Cantor Sharon B, Brosh Robert M
a Department of Cancer Biology ; University of Massachusetts Medical School; UMASS Memorial Cancer Center ; Worcester , MA USA.
Cell Cycle. 2014;13(24):3823-7. doi: 10.4161/15384101.2014.980633.
Figuring out what is wrong in Fanconi anemia (FA) patient cells is critical to understanding the contributions of the FA pathway to DNA repair and tumor suppression. Although FA patients exhibit a wide range of disease manifestation as well as severity (asymptomatic to congenital abnormalities, bone marrow failure, and cancer), cells from FA patients share underlying defects in their ability to process DNA lesions that interfere with DNA replication. In particular, FA cells are very sensitive to agents that induce DNA interstrand crosslinks (ICLs). The cause of this pronounced ICL sensitivity is not fully understood, but has been linked to the aberrant activation of DNA damage repair proteins, checkpoints and pathways. Thus, regulation of these responses through coordination of repair processing at stalled replication forks is an essential function of the FA pathway. Here, we briefly summarize some of the aberrant DNA damage responses contributing to defects in FA cells, and detail the newly-identified relationship between FA and the mismatch repair protein, MSH2. Understanding the contribution of MSH2 and/or other proteins to the replication problem in FA cells will be key to assessing therapeutic options to improve the health of FA patients. Moreover, loss of these factors, if linked to improved replication, could be a key event in the progression of FA cells to cancer cells.
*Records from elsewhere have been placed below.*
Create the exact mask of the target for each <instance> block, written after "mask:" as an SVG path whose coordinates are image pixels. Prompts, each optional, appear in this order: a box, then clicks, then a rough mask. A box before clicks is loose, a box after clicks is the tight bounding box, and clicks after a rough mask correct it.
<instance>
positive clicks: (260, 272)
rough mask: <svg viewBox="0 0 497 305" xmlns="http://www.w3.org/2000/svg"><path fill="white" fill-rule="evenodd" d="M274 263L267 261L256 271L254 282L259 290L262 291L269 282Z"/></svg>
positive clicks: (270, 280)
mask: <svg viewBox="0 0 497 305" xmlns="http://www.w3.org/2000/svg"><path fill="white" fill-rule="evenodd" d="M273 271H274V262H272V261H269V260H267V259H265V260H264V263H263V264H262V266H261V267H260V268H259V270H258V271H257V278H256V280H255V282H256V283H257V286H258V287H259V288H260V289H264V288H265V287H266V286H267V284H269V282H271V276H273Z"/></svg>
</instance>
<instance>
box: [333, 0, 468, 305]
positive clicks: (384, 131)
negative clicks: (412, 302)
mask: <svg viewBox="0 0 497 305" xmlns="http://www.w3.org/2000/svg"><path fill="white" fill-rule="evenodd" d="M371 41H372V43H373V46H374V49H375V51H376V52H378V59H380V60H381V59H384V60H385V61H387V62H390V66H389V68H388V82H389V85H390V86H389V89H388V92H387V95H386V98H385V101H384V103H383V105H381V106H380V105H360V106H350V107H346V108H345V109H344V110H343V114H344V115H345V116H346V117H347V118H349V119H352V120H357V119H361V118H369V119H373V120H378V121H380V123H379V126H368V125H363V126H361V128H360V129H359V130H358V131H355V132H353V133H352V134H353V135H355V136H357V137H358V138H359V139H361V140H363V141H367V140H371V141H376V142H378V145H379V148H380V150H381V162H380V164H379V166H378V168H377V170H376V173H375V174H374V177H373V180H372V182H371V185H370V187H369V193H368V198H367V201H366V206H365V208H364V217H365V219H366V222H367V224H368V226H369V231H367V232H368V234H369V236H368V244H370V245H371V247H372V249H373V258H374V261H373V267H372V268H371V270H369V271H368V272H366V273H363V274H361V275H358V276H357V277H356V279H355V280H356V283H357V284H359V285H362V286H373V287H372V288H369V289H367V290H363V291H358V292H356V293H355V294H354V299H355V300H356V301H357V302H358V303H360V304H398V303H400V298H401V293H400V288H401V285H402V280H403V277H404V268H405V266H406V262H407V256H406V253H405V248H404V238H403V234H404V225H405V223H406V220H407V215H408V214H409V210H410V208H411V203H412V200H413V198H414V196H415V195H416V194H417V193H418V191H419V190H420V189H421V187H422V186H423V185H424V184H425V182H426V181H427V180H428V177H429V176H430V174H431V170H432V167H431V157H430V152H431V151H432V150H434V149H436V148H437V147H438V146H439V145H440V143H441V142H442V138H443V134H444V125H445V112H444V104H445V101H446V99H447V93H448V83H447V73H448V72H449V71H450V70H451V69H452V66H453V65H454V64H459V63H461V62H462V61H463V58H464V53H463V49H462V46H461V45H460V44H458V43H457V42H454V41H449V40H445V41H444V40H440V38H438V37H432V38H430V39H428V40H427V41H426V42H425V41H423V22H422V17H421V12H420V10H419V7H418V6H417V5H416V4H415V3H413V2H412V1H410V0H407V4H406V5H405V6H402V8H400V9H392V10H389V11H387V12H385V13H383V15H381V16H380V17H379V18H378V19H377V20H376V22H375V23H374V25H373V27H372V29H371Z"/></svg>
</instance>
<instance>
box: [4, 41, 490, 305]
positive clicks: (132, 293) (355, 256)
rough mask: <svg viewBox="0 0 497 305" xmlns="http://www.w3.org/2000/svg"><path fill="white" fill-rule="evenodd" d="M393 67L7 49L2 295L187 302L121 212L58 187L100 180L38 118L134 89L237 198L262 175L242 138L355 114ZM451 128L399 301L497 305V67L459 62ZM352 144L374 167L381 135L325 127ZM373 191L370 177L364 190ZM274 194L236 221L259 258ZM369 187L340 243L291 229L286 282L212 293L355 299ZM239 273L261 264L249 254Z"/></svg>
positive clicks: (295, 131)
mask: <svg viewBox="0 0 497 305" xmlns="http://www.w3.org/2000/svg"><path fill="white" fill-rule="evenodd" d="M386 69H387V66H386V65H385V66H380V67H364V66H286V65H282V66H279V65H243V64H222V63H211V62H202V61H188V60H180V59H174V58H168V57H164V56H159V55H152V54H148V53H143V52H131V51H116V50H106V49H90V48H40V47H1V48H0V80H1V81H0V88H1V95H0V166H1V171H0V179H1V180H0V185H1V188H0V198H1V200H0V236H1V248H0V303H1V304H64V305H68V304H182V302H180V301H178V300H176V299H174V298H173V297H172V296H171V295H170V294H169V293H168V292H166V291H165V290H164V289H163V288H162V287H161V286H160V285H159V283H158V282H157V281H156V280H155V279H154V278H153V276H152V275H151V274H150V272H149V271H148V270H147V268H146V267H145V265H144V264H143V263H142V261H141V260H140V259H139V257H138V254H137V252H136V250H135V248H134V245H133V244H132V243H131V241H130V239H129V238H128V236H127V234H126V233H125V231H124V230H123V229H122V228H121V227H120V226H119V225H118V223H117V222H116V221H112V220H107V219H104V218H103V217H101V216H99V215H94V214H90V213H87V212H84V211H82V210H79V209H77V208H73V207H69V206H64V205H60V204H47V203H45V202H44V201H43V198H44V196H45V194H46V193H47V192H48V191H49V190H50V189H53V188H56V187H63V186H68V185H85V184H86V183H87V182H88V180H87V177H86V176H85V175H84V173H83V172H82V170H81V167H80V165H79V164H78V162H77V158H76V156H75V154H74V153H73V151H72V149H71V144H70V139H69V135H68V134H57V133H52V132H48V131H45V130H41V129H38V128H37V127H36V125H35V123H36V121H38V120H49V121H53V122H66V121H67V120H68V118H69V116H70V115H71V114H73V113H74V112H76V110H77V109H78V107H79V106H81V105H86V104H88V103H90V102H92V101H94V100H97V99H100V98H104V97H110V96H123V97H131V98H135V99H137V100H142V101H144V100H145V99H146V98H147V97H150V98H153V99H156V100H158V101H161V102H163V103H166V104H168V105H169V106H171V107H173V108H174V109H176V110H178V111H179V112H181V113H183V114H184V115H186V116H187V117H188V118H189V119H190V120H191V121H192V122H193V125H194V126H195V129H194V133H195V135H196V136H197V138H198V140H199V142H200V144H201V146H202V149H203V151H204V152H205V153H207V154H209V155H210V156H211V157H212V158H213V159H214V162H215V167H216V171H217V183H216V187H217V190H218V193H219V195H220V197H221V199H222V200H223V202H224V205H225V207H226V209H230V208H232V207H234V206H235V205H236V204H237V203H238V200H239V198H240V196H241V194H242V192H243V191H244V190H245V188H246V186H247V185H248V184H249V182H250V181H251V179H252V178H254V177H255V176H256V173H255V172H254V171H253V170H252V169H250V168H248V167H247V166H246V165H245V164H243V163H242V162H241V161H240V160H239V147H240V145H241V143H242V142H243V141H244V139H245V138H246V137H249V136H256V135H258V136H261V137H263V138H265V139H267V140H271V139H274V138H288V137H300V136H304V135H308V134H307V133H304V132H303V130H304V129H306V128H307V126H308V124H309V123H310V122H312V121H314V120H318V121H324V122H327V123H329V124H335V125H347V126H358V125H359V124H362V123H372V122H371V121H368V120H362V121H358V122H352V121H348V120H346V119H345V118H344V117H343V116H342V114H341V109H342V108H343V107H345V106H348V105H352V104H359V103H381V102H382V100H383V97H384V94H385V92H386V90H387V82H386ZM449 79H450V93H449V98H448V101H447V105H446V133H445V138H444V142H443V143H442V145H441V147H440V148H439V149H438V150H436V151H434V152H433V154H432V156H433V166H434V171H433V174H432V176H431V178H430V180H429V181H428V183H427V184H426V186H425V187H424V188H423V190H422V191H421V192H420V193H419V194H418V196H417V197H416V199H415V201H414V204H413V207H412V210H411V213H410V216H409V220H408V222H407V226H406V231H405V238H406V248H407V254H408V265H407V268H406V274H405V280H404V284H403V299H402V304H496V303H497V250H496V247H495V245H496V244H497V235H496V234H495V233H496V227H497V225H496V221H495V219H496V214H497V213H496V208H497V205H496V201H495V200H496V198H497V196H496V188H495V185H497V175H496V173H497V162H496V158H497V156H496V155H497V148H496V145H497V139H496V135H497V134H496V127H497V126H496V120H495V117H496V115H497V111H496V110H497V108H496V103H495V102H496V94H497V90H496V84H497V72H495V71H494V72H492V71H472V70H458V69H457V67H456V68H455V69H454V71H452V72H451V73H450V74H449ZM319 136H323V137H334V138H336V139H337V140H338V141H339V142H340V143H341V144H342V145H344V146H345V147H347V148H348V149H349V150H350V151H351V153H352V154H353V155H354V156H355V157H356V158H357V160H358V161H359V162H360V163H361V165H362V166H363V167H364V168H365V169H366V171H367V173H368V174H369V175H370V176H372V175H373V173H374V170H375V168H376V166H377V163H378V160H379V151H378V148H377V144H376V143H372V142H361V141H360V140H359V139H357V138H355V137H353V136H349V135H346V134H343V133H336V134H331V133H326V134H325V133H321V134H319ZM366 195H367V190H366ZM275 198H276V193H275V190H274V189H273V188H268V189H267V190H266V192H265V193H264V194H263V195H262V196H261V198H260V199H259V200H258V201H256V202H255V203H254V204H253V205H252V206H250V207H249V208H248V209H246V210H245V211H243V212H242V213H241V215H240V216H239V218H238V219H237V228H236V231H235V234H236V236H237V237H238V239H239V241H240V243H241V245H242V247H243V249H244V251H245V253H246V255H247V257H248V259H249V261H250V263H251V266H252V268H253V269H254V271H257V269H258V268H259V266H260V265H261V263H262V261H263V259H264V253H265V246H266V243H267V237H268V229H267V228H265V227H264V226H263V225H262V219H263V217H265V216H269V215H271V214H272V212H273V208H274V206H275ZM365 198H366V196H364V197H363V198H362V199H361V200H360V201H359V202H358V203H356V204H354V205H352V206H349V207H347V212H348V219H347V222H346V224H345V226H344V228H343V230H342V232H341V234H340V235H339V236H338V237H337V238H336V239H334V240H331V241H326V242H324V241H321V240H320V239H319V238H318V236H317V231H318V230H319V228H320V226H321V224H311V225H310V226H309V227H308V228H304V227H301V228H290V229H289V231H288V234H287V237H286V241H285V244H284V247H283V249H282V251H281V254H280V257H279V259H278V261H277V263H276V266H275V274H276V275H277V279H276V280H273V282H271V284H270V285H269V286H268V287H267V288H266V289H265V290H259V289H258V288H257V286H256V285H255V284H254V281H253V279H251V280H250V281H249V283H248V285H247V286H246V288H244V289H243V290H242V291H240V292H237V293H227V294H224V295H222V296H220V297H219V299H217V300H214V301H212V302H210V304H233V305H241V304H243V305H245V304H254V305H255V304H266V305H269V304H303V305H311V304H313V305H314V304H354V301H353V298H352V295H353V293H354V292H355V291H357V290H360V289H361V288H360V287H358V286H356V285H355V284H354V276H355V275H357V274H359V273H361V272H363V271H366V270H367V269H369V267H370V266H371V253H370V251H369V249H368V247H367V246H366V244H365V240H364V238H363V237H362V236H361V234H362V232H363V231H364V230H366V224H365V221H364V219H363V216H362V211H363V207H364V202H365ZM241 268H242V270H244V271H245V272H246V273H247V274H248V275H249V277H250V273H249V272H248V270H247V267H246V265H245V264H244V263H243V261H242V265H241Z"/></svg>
Likewise, loss of these factors could synergize to enhance tumorigenesis or confer chemoresistance in tumors defective in FA-BRCA pathway proteins and provide a basis for biomarkers for disease progression and response.
弄清楚范可尼贫血(FA)患者细胞中的问题所在对于理解FA通路在DNA修复和肿瘤抑制中的作用至关重要。尽管FA患者表现出广泛的疾病表现和严重程度(从无症状到先天性异常、骨髓衰竭和癌症),但FA患者的细胞在处理干扰DNA复制的DNA损伤的能力上存在共同的潜在缺陷。特别是,FA细胞对诱导DNA链间交联(ICL)的试剂非常敏感。这种对ICL的显著敏感性的原因尚未完全了解,但已与DNA损伤修复蛋白、检查点和通路的异常激活有关。因此,通过协调停滞复制叉处的修复过程来调节这些反应是FA通路的一项基本功能。在这里,我们简要总结一些导致FA细胞缺陷的异常DNA损伤反应,并详细阐述FA与错配修复蛋白MSH2之间新发现的关系。了解MSH2和/或其他蛋白对FA细胞复制问题的作用将是评估改善FA患者健康的治疗选择的关键。此外,如果这些因素的缺失与复制改善有关,可能是FA细胞向癌细胞进展的关键事件。同样,这些因素的缺失可能协同增强肿瘤发生或赋予FA-BRCA通路蛋白缺陷的肿瘤化疗抗性,并为疾病进展和反应的生物标志物提供基础。